Poster Presentation 23.434: Saturday, May 16, 2026, 8:30 am – 12:30 pm, Pavilion
Session: Functional Organization of Visual Pathways: Cortical visual processing 2

Aida Mirebrahimi1, David C. Plaut1, Marlene Behrmann1,2; 1Carnegie Mellon University, 2University of Pittsburgh

Decades of neuroscience and psychology evidence support a division of the visual cortex into dorsal occipito-parietal and ventral occipito-temporal pathways. Ventral regions are commonly linked to object recognition, whereas dorsal regions are closely associated with spatial processing and visually-guided action, suggesting a functional dissociation between these pathways. Yet, the computational motivations for such dual-stream architecture remain unclear. We introduce a computational framework to test whether an early-shared, late-modular dual-pathway architecture provides a measurable advantage over a single unified pathway for jointly supporting object recognition and visually guided grasping—behaviors traditionally linked to ventral and dorsal streams, respectively. To do so, we trained capacity-matched single- and dual-pathway convolutional neural networks on a new dataset of ~450 naturalistic 3D objects spanning 15 subordinate categories across three superordinate categories. Objects were rendered from 250 viewpoints with transformations in position, scale, and rotation, yielding ~150,000 images.
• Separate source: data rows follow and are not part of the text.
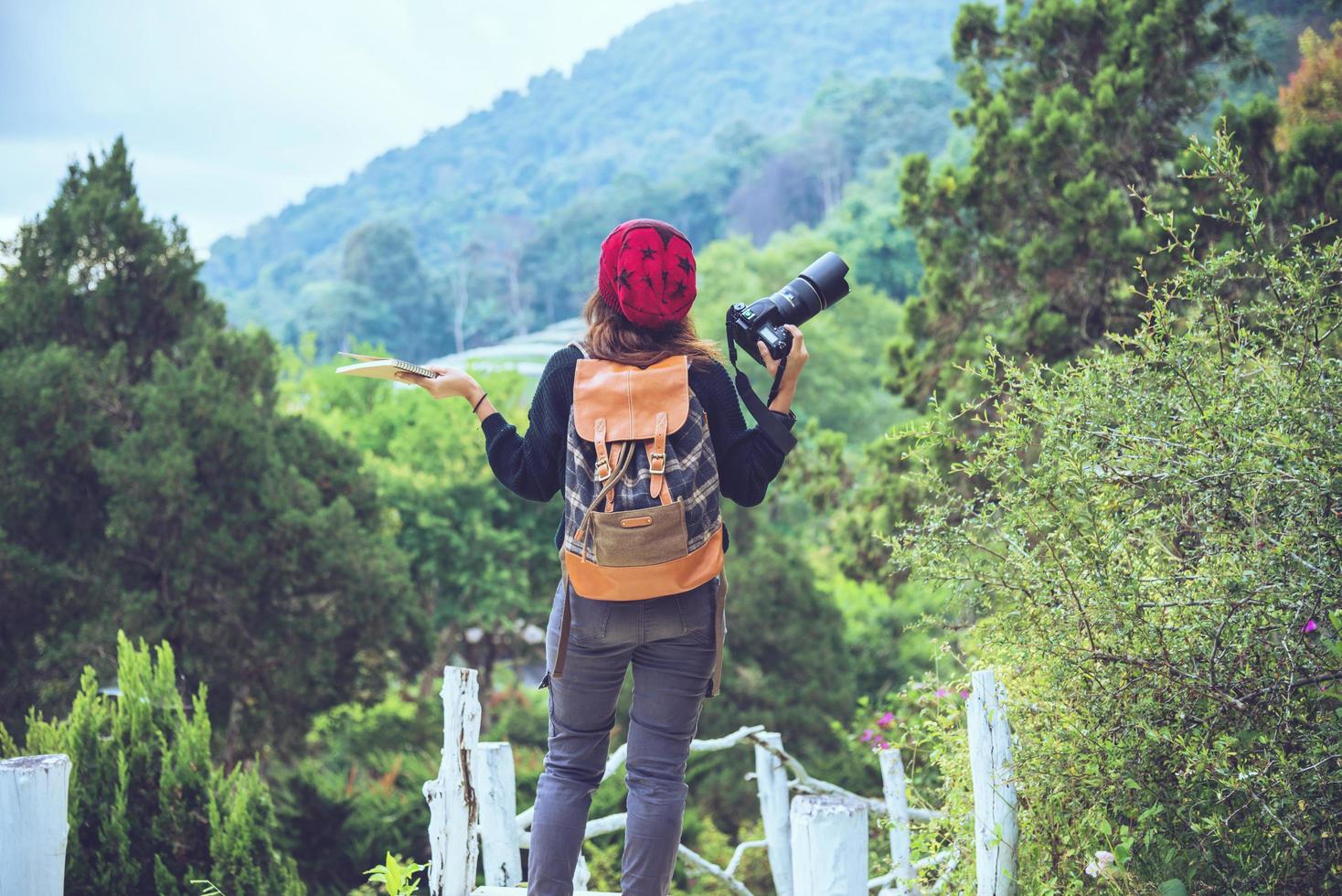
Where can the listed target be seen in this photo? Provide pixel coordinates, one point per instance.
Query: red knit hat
(647, 272)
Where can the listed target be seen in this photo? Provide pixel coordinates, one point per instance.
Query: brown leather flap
(630, 397)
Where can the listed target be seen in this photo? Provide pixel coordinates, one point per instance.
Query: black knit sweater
(532, 465)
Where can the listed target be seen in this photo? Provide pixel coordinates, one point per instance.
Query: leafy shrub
(1155, 539)
(149, 812)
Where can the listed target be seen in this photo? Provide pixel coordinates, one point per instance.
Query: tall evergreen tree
(152, 483)
(1032, 240)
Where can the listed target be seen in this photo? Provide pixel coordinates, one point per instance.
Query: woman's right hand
(446, 382)
(797, 356)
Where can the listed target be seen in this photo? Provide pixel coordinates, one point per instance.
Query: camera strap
(779, 433)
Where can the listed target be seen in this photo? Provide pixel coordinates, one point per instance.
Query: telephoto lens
(815, 289)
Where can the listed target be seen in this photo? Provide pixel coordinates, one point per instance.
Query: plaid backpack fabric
(642, 513)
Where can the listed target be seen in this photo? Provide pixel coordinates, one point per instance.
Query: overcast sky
(231, 111)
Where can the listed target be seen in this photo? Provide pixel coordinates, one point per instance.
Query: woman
(638, 315)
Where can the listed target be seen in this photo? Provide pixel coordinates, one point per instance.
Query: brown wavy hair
(613, 336)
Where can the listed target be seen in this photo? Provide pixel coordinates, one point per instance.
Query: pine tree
(1032, 240)
(149, 812)
(152, 483)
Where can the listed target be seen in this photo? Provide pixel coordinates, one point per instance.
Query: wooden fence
(815, 830)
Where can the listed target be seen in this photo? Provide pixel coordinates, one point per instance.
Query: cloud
(234, 111)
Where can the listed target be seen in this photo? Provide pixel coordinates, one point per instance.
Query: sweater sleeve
(532, 465)
(748, 460)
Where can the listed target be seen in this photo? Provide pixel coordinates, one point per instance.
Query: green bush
(149, 812)
(1155, 539)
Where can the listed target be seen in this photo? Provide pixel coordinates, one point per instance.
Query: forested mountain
(721, 115)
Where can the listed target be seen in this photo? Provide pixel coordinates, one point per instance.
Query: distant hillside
(706, 112)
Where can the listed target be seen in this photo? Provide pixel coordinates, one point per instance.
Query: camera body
(814, 290)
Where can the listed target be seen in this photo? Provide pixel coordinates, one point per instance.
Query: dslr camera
(814, 290)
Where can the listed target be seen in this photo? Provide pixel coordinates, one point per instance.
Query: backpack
(642, 514)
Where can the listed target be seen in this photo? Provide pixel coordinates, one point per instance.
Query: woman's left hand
(450, 381)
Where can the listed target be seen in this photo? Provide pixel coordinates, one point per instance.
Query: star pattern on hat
(647, 272)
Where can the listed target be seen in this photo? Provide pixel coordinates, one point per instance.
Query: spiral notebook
(378, 368)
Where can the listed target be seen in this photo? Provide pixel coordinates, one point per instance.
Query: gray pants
(671, 643)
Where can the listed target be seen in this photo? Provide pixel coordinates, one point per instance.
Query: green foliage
(436, 493)
(149, 812)
(151, 483)
(356, 786)
(1031, 241)
(396, 878)
(1155, 539)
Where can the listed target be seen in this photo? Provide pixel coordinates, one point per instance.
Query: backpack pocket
(639, 537)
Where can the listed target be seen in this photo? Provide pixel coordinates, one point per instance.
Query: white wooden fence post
(772, 784)
(495, 787)
(897, 801)
(995, 792)
(828, 847)
(453, 810)
(34, 825)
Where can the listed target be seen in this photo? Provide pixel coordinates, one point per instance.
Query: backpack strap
(656, 448)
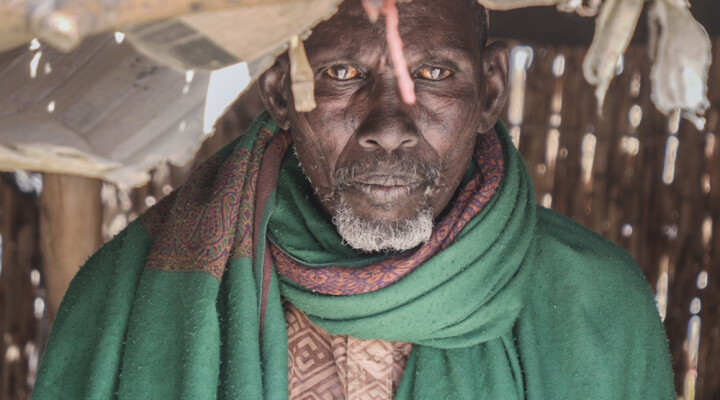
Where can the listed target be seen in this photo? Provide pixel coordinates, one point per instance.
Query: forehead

Images include a category label and geometry-based grasp endpoints for joint training on recognition and grasping. We found that late-stage pathway separation accelerated grasp learning without compromising categorization ability. Across three increasingly challenging out-of-distribution tests, the dual-path multitask network (DP_MT) reached grasp thresholds in significantly fewer epochs than a capacity-matched single-path multitask model (SP_MT), while matching a categorization-only baseline in learning rate and final accuracy. At convergence, post-threshold gain analyses showed that both multitask models achieved larger grasp improvements than a grasp-only baseline under milder OOD shifts (novel viewpoints and novel instances), but under the strongest OOD shift (novel categories) only DP_MT maintained this advantage. Task-gradient analyses provide a mechanistic account: DP_MT’s semi-modular organization mitigates late-layer cross-task interference while preserving early shared representations benefiting both tasks. These results quantify the computational benefits of late-stage segregation, offering a rationale for two-stream organization in primate vision and concrete design principles for artificial systems that must jointly support recognition and action.